Relator também admite Tribunal de São Paulo como ‘amigo da Corte’

Relator também admite Tribunal de São Paulo como ‘amigo da Corte’
14 Agosto 2018
ESTADÃO


Marcelo Lopes Theodosio, da 11.ª Câmara de Direito Público, decidiu ingresso do TJ como amicus curiae em agravo de instrumento interposto pela Associação Paulista de Magistrados em que se discute a legitimidade passiva de juiz de direito figurar no polo passivo de ações por erro judiciário
O magistrado Marcelo Lopes Theodosio, da 11.ª Câmara de Direito Público, admitiu, no último dia 6, o ingresso do Tribunal de Justiça de São Paulo como amicus curiae em Agravo de Instrumento, interposto pela Associação Paulista de Magistrados (Apamagis), em que se discute a legitimidade passiva de juiz de direito figurar no polo passivo de ações por erro judiciário.

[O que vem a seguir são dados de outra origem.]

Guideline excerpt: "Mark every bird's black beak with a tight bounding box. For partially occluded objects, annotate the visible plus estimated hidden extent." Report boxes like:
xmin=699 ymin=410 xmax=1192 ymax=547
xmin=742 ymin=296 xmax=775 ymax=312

As informações foram divulgadas no site do TJ – Agravo de Instrumento nº 2187808-27.2017.8.26.0000.
Em sua decisão, Theodosio afirma que está ‘presente o requisito previsto nos termos do artigo 138, caput, do Código de Processo Civil, tendo em vista que a especificidade do tema assim permite (responsabilidade civil pessoal do agente público que integra o quadro do requerente)’.
A possibilidade de órgãos públicos se habilitarem em ações judiciais para contribuir com o debate jurídico da questão encontra-se prevista no artigo 138 do Código de Processo Civil.

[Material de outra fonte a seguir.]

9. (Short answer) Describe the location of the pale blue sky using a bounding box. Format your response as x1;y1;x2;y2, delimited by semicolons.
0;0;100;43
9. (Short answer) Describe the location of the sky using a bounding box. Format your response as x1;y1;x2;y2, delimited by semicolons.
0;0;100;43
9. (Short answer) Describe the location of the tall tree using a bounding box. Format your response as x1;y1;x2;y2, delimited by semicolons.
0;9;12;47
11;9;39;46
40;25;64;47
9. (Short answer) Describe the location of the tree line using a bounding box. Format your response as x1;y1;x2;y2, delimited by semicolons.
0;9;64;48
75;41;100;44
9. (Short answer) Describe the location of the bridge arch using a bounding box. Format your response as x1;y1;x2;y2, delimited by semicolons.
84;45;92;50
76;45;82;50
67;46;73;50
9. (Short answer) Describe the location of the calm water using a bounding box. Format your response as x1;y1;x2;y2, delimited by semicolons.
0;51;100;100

O juiz ou o relator, considerando a relevância da matéria, a especificidade do tema ou a repercussão social, pode solicitar ou admitir a participação de pessoa natural ou jurídica, órgão ou entidade especializada, com representatividade adequada.
O ingresso do Tribunal de Justiça do Estado como amicus curiae já havia sido admitido nos autos da ação de indenização que tramita na 1.ª Vara da Fazenda Pública de Araraquara (1008488-20.2017.8.26.0037), em que o autor alega que a atuação do juiz das Execuções Criminais fez com que permanecesse preso de forma ilegal, o que, em sua visão, ‘lhe trouxe danos morais passíveis de indenização tanto pelo Estado quanto pela pessoa física do magistrado’.
A inicial da Ação nº 1008488-20.2017.8.26.0037 foi indeferida, nos termos do artigo 49 da Lei Orgânica da Magistratura e artigo 143 do Código de Processo Civil – o magistrado somente responde regressivamente por perdas e danos.
Inconformada, a Defensoria Pública interpôs recurso de apelação e a Associação Paulista de Magistrados (Apamagis) requereu seu ingresso como assistente simples, pleiteando a imediata exclusão do magistrado do polo passivo.
O pedido não foi deferido pelo juiz de 1.ª instância, ensejando, assim, a interposição do Agravo de Instrumento nº 2187808-27.2017.8.26.0000, cuja habilitação do TJ como amicus curiae foi deferida.
O Tribunal de Justiça de São Paulo constatou necessidade de ingressar como amicus curiae, pois, conforme afirma em sua petição, ‘há dezenas de demandas idênticas, patrocinadas pelos mesmos causídicos e em face dos mesmos juízes, na maior parte das vezes sob o pálio da justiça gratuita, indicando tentativa de intimidação do Poder Judiciário do Estado de São Paulo’.